WASHINGTON – Las Vegas shoe merchant Zappos.com more than doubled its sales last year to $184 million, upgrading all customers to expedited shipping from the Kentucky warehouse where it stashes 1.7 million pairs of shoes.

“We specialize in service,” said founder and chairman Nick Swinmurn.

As Web shopping turns 10 this year, it has grown bigger and more popular than most analysts ever predicted. Excluding travel, online sales in the United States grew 24 percent last year, to about $90 billion, accounting for nearly 5 percent of all retail sales, according to the National Retail Federation.

Internet commerce is a fast-changing industry that regularly redefines itself, especially as the large brick-and-mortar chains are marching more aggressively online, doing cross-promotions between their Web sites and stores.

Analysts say some of the biggest retail chains have yet to hit their stride online. When they do, it’s anyone’s guess how that might affect the army of small specialty retailers such as Batteries.com and BBQGuys.com that use the Internet to offer huge selections to a growing national audience.

“There is an argument going on about whether smaller merchants will continue to proliferate and grow disproportionately or whether you will see big-name, off-line retailers like Wal-Mart, Best Buy and Home Depot compete more effectively online and take over this medium,” said Graham Mudd, spokesman for Web analytics firm ComScore Networks.

The heavyweight of Internet retailing is still Amazon.com, a virtual department store that started as an online bookstore in 1995 and today sells stuff in more than 30 categories, including loose diamonds, which it added in May. Amazon catapulted to the top not only by simplifying online shopping but also by recruiting thousands of small merchants to sell on its site and running other sites on behalf of such big merchants as Target Corp. and Borders Group Inc.

Amazon racked up total Internet revenue of nearly $7 billion last year – more than twice the $3.2 million that No. 2 player Dell Inc. sold online in 2004, according to Internet Retailer magazine.

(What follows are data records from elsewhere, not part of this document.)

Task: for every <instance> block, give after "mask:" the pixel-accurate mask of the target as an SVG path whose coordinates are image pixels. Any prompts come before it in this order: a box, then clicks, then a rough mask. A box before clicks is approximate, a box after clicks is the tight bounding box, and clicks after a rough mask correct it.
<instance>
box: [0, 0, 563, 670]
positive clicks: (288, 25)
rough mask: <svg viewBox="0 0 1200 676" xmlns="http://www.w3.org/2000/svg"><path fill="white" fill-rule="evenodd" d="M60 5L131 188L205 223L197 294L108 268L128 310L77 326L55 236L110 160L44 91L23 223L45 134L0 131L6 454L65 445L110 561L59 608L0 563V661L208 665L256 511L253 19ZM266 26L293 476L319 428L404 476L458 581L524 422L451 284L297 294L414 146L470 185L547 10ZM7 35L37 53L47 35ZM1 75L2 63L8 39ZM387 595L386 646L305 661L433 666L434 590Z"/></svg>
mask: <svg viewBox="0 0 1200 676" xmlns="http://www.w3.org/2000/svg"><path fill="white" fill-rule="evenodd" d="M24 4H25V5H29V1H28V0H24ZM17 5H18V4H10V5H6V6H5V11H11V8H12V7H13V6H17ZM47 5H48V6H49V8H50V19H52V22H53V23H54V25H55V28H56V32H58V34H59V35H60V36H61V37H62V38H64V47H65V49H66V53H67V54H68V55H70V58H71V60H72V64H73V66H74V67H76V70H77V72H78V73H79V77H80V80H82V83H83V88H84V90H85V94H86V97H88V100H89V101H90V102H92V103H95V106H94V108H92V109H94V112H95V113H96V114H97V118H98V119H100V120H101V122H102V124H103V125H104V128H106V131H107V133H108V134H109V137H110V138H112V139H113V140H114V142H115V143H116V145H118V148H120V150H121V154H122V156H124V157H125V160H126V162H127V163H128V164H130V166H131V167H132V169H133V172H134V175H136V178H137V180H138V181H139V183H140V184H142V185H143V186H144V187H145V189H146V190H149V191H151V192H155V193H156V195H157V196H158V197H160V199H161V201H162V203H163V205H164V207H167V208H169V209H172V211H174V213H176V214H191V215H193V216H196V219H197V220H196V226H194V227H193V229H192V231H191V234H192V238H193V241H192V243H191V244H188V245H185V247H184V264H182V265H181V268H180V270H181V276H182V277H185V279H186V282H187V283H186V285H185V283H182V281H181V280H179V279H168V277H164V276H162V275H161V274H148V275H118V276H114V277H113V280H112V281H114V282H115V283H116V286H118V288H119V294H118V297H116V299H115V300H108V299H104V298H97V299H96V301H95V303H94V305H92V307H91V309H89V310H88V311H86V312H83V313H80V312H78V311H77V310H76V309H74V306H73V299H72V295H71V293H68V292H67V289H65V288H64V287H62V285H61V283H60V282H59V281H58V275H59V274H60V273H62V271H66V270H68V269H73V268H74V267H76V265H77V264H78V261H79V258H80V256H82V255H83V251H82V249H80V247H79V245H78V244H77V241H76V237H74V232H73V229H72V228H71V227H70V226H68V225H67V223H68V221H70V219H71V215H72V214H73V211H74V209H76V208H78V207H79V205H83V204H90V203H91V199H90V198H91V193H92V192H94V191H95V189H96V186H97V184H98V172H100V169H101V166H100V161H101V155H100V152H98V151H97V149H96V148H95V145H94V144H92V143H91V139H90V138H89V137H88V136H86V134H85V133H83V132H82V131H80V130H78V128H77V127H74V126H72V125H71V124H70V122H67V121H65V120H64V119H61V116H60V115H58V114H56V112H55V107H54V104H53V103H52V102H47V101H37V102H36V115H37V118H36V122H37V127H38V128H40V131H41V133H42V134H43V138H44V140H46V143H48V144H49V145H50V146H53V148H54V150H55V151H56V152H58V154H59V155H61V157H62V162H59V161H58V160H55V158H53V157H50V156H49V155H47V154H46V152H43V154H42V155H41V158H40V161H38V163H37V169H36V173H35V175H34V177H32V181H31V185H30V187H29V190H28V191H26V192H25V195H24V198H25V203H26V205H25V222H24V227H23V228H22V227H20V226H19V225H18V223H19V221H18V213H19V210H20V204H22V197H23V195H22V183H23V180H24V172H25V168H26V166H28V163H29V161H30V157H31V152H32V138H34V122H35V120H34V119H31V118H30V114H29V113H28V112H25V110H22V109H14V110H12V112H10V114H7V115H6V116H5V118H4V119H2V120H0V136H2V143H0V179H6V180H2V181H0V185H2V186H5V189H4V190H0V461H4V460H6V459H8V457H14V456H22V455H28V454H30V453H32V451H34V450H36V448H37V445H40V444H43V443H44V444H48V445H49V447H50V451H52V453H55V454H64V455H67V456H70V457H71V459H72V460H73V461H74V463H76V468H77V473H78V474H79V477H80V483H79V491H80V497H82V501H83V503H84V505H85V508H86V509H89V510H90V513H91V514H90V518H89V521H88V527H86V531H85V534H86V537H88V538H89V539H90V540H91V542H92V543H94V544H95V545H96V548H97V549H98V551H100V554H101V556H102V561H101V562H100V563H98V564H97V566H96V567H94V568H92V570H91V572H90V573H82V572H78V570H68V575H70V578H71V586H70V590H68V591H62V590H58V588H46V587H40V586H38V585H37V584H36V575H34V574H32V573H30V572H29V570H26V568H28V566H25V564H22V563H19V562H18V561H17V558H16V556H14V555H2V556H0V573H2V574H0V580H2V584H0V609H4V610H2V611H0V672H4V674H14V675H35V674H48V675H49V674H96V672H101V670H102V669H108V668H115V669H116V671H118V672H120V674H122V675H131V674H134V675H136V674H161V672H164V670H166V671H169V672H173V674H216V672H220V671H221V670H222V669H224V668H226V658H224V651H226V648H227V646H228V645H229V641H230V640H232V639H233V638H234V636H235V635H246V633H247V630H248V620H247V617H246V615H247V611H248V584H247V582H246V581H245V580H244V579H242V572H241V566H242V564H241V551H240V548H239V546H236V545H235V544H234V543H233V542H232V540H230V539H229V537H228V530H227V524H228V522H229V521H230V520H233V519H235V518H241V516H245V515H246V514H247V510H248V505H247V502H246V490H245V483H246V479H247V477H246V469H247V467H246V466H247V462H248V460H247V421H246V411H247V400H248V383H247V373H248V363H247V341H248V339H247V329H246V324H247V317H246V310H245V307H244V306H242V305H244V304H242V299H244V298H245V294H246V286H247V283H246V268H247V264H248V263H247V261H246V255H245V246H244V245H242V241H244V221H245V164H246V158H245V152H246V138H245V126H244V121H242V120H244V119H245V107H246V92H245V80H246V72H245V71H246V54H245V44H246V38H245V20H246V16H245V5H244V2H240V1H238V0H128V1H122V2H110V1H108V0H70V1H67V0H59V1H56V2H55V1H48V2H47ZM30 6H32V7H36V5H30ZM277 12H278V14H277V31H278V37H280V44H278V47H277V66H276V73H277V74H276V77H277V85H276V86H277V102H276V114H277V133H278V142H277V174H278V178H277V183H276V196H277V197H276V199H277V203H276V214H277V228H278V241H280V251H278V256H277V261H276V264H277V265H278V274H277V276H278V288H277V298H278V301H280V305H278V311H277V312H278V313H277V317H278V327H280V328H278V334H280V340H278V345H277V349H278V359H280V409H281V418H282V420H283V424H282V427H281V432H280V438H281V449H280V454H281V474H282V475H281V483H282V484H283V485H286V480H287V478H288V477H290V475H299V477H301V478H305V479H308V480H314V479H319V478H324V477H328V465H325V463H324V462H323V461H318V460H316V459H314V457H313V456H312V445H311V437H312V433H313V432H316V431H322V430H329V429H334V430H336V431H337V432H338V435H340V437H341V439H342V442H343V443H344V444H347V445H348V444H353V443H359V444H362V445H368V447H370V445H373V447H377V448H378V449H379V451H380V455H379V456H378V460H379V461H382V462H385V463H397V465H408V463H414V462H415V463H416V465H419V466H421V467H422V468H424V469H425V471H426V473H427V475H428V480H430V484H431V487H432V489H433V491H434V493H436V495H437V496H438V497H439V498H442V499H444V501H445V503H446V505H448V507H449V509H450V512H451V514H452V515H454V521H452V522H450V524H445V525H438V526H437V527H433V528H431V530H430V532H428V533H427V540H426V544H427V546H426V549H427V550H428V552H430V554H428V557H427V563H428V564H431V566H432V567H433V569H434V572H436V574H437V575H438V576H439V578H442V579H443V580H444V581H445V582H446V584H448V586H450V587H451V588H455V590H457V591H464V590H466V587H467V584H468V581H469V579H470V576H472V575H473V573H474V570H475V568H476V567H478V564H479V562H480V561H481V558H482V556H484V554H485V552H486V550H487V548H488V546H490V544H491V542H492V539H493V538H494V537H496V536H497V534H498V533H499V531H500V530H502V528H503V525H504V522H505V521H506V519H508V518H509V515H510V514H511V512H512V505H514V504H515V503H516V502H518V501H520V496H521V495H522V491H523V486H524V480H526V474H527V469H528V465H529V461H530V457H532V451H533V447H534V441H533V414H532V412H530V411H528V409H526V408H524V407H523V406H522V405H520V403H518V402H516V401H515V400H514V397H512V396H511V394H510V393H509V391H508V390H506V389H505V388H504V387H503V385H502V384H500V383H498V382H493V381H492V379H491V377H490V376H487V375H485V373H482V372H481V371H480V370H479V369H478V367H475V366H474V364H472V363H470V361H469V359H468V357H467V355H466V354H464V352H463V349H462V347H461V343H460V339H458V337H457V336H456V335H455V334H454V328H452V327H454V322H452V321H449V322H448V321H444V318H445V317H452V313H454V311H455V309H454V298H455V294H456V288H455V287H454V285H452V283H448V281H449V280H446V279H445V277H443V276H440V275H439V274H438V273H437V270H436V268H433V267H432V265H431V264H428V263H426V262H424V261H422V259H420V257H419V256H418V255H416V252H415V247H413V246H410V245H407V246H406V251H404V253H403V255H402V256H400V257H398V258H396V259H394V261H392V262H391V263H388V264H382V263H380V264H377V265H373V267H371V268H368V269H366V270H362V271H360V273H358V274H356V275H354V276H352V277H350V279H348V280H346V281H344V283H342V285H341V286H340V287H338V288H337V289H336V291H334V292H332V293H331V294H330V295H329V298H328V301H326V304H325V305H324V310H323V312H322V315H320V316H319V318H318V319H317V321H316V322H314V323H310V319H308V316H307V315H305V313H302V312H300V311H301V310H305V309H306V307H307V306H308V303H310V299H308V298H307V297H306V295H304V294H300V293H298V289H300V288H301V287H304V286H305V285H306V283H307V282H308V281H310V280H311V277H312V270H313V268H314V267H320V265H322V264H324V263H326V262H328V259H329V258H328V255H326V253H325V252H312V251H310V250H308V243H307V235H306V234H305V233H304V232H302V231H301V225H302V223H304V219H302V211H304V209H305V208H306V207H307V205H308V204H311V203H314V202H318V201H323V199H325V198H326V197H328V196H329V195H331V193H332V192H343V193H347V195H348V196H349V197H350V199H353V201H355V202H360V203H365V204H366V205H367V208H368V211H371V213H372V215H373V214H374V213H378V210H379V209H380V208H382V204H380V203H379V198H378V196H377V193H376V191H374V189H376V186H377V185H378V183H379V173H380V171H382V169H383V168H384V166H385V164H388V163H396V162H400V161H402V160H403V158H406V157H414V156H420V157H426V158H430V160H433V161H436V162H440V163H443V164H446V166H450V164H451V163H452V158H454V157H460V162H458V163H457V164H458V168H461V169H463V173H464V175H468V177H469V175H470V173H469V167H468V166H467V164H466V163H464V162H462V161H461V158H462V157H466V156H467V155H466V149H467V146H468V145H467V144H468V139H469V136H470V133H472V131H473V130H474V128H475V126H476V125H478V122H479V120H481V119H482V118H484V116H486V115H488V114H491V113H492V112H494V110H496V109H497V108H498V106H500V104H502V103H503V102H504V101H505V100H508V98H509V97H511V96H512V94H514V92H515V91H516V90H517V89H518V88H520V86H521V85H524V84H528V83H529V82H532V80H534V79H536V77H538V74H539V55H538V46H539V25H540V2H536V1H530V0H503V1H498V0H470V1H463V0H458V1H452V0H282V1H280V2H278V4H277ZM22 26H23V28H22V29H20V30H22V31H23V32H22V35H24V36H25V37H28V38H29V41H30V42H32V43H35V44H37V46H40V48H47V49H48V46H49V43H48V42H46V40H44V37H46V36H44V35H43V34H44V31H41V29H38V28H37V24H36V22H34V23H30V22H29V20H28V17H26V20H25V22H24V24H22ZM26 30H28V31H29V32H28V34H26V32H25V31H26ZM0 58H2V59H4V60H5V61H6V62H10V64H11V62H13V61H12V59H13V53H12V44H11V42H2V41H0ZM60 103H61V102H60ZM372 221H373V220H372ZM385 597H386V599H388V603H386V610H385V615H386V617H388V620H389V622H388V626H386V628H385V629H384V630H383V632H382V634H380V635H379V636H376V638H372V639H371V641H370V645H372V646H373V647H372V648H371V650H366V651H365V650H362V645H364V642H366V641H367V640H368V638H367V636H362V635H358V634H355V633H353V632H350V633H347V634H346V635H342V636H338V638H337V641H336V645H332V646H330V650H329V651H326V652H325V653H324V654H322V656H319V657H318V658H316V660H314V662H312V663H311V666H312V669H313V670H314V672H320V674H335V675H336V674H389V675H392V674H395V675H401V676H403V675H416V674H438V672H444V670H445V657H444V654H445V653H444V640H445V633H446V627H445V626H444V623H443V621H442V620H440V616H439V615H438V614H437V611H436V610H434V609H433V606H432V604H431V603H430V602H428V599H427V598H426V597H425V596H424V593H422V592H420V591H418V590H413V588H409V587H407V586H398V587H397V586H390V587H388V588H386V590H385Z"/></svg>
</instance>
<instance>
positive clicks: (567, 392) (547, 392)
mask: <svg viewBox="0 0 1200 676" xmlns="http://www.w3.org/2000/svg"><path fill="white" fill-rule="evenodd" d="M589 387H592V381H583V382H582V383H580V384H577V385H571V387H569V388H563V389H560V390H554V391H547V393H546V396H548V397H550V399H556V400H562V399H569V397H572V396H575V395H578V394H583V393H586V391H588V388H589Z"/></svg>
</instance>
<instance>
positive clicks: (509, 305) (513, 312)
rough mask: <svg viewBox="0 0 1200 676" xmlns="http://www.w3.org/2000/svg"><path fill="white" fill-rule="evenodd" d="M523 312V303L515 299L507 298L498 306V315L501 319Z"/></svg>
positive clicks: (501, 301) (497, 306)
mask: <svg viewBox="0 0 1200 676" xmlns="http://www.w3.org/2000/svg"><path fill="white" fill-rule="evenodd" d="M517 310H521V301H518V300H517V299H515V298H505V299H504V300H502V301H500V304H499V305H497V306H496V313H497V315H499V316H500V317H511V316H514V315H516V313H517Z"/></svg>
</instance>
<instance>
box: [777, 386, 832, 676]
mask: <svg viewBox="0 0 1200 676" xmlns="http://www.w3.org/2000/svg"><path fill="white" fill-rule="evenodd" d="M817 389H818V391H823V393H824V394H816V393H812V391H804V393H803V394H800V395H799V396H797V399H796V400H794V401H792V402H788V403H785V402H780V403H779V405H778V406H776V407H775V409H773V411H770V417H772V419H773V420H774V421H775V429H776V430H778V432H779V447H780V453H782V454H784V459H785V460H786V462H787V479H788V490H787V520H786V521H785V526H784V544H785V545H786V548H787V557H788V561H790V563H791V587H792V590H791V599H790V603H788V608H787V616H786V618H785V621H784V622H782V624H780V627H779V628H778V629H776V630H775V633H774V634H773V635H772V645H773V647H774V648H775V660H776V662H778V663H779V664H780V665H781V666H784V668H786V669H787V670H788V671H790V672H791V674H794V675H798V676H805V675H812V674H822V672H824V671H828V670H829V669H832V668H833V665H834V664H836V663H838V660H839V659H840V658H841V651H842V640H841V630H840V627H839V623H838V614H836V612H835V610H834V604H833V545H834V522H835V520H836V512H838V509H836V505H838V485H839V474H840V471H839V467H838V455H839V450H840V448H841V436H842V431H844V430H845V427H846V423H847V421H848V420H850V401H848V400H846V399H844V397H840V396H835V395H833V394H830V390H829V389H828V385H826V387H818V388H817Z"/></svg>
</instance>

The magazine’s list of the top 400 Internet retailers shows that sales are distributed fairly widely. And while big players still outsell peewees, a fat chunk of the sales comes through niche sites.

A total of 75 retailers had online sales exceeding $100 million, and 208 sold more than $20 million. All 400 companies on the list had sales of more than $3 million. Shop.org projects online sales will grow by more than 20 percent this year, but there are wild cards that could slow it down.

One is credit card fraud, which runs much higher for Web retailers than for brick-and-mortar stores.

The type of goods sold varies widely. After travel, the computers and electronics category is the biggest for online sales. While apparel sales are much smaller, they are growing faster, as are sales of jewelry and home decor items.

Cars have become huge sellers online, surprising those who thought Web shoppers would insist on personal inspections. Last year, cars accounted for about one-third of the total $34 billion in merchandise sold through eBay’s online marketplace.

Success online is hardly automatic. It still requires a knowledge of the customer and the competition.

Sinmurn, of Zappos, said the company realized its key competition was off-line shoe stores, pushing it to provide fast, free shipping.

It also decided to give customers 365 days to return shoes, no questions asked.

“Now the main driver of our sales is word of mouth,” Sinmurn said. “And on any given day, over 60 percent of our customers are repeat customers.”